Carnet de voyage de Gérard Lamari - Cinquième partie

lundi 9 avril 2007, par Masin


Situation politique bloquée

Si l’islamisme radical a été militairement vaincu, il n’en n’est pas de même de l’islamisme au quotidien. Les intégristes ont fini par envahir l’assemblée "populaire" nationale algérienne, et dicter leur loi aux institutions.
Cette mainmise s’effectue sous l’œil bienveillant des dignitaires au sommet de l’Etat. Un compromis tacite s’est visiblement conclu entre les religieux actifs d’une part et les généraux d’autre part : les premiers peuvent tisser leur toile de fond et "charia’iser" à tout va, et les seconds mener en toute quiétude leurs bonnes affaires.
Les deux fossoyeurs des libertés se sont enfin entendus...
La différence entre la mafia italienne et l’algérienne, m’expliqua un taxieur, est que l’italienne cherche à prendre du pouvoir alors que l’algérienne cherche à le garder.

Les "démocrates standardisés" sont quant à eux à la recherche du "Soi" salvateur. Mais les quelques délices matériels dont ont gouté quelques représentants s’avèrent décidément indigestes.
Le FFS et le RCD, partis locaux malgré eux, n’arrivent plus à troquer les vérités kabyles. Les strapontins cédés à l’un et à l’autre n’ont pas engendré la domestication escomptée.

Le mouvement citoyen, en véhiculant ses valeurs démocratiques et en intégrant même une variante anarchisante -comme l’exigence du retrait de la gendarmerie- est venu perturber un certain équilibre factice. Sa puissance sur le terrain, le soutien actif que lui accorda la diaspora d’une part, et sa longévité d’autre part, menaçaient sérieusement les orientations obscurantistes du pouvoir.

Il fallait donc mettre une nouvelle fois les deux partis croupions au turbin !

Mais les attitudes et les positionnements qu’ils prirent vis-à-vis du mouvement ont eu assez rapidement leur contrecoup dévastateur : ils ont sombré et perdu toute assise au sein de la population. Pour leurs militants désintéressés, les perspectives sont assez sombres. Quelques-uns commencent toutefois à se recycler.

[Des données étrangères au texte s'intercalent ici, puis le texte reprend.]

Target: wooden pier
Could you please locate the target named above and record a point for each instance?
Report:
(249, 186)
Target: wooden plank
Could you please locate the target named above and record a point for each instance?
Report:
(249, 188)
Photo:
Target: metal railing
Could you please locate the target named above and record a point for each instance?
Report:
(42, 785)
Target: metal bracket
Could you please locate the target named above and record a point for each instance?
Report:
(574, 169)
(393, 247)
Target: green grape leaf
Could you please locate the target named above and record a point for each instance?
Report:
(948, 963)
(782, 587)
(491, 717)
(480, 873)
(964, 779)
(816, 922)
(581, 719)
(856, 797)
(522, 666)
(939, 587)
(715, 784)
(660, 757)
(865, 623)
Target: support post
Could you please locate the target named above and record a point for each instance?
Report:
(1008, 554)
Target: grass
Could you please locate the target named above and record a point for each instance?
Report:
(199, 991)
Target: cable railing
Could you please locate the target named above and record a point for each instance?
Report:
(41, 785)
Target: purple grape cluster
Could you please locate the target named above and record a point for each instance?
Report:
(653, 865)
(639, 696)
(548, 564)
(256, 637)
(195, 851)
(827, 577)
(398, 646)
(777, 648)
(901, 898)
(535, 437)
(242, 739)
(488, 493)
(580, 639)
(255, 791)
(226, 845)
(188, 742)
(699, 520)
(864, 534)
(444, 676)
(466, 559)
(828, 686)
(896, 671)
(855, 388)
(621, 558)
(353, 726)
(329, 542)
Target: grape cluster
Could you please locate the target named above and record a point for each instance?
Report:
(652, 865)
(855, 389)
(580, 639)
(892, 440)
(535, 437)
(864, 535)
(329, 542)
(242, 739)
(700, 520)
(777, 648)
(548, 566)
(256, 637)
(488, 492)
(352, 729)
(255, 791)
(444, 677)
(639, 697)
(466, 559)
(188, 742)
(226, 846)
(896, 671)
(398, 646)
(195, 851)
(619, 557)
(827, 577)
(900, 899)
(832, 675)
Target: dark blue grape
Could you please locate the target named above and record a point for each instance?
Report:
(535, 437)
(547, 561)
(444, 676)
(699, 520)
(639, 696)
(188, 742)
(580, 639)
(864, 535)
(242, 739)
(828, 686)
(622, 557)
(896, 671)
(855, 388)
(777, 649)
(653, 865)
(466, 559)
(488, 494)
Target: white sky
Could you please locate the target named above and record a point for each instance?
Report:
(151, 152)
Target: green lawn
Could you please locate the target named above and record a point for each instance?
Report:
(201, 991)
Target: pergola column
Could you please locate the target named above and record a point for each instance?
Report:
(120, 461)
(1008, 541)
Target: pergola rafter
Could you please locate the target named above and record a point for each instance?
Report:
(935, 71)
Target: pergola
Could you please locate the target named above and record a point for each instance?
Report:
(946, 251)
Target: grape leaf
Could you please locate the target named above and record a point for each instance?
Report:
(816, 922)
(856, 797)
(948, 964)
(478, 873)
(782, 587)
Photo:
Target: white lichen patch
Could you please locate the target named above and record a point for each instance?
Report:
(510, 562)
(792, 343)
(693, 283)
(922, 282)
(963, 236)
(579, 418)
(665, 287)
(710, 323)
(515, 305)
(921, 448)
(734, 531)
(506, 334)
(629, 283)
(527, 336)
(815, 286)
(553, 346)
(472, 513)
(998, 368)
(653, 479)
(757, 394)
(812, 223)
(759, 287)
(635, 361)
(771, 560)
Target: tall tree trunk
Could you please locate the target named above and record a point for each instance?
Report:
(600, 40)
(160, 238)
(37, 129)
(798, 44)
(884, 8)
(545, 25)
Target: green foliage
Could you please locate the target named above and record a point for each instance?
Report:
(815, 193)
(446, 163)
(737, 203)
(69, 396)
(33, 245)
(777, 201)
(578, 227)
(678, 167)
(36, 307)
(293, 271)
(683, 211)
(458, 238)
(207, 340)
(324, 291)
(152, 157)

Il faut dire aussi que du côté des Archs, avec le temps, une vogue pusillanime a fini par s’emparer de quelques figures, suivie d’une frange importante du mouvement. Sont-ce les dialoguistes qui ont amené le mouvement au creux de la vague, ou bien sont-ce les interrogations de ce dernier qui ont accouché des dialoguistes ? Pour ma part, j’opterai volontiers pour cette dernière assertion.
Le mouvement kabyle se retrouve de nouveau au creux de la vague. Une fois de plus, les belles démonstrations de rues, les manifestations imposantes revendiquant notamment Tamazight à l’école, ont fini par se briser sur l’écueil de l’intransigeance d’Alger.
Comme à chaque fois, une aigreur anime les militants déçus. C’est pourtant dans ces moments qu’il faut savoir prendre du recul, analyser et comprendre.

Le pouvoir islamo-baathiste a déjà manifesté par le passé - et ce à chaque mobilisation kabyle - un rejet viscéral du berbère, de la laïcité, du français comme langue d’étude, bref des valeurs citoyennes et démocratiques.
C’est que le mouvement kabyle possède toutes ces "tares" ! Et elles sont bien ancrées.

L’équation fondamentale est en vérité celle-ci : fondamentalement, et dans la pratique au jour le jour, la Kabylie est l’antinomie in site des valeurs obscurantistes secrétées d’en haut. Détenant de fait le pouvoir et ayant la mainmise sur la réalité culturelle du pays, les arabo-islamistes ont récemment fini par imposer un standing orientaliste. Aussi réfractaires soient-ils à l’esprit rationnel, leur affaire fonctionne. Au-delà de la désespérance au quotidien, les découvertes des prières ne sont plus si rares. Ce mécanisme rampant est de plus en plus perceptible : la machine à dépersonnaliser est lancée.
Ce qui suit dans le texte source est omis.